South Korea announced Friday it will accept U.S. beef, ending a two-year ban.
"The government of South Korea, through its Animal Health Committee and Ministry of Agriculture and Forestry has completed its own vigorous review of U.S. beef and found it safe," USMEF President and CEO Philip M. Seng says in a statement released in Seoul. South Korea banned U.S. beef after a case of bovine spongiform encephalopathy was found in a imported cow in December 2003. That year, South Korea was the third largest market for U.S. beef and beef variety meat exports at 246,958 metric tons valued at $815.8 million.
The agreement announced Friday limits U.S. imports to boneless beef from cattle under 30 months of age with specific risk materials, such as spinal cord and brain, removed in accordance to the USDA safety protocols. This excludes the highly lucrative beef short ribs markets. Only about 50% of the pre-BSE levels are included in the agreement, worth approximately $450 million.

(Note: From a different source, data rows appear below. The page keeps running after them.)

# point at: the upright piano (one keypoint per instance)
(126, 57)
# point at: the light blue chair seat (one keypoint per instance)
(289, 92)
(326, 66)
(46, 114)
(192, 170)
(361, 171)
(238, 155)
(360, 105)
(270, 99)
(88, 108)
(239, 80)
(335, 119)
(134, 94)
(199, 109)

Variety meat, which made up about 14% U.S. beef product exported to South Korea in 2003, is excluded. Other criteria apparently established in the agreement will be included in a new beef verification program. U.S. beef exports will likely arrive in South Korea in late March once the export verification program is finalized.
USMEF-Korea research shows South Korean traders, retailers and restaurants are ready to welcome back U.S. beef. The number of South Korean consumers who says they would buy U.S. beef has increased from 19% in February 2004 to 35% in July 2005.
"For nearly 18 years, South Korean consumers have appreciated the great taste, consistent high quality and great value they have found in U.S. beef. We look forward to the day very soon now when they will be able to have this experience again," Seng says.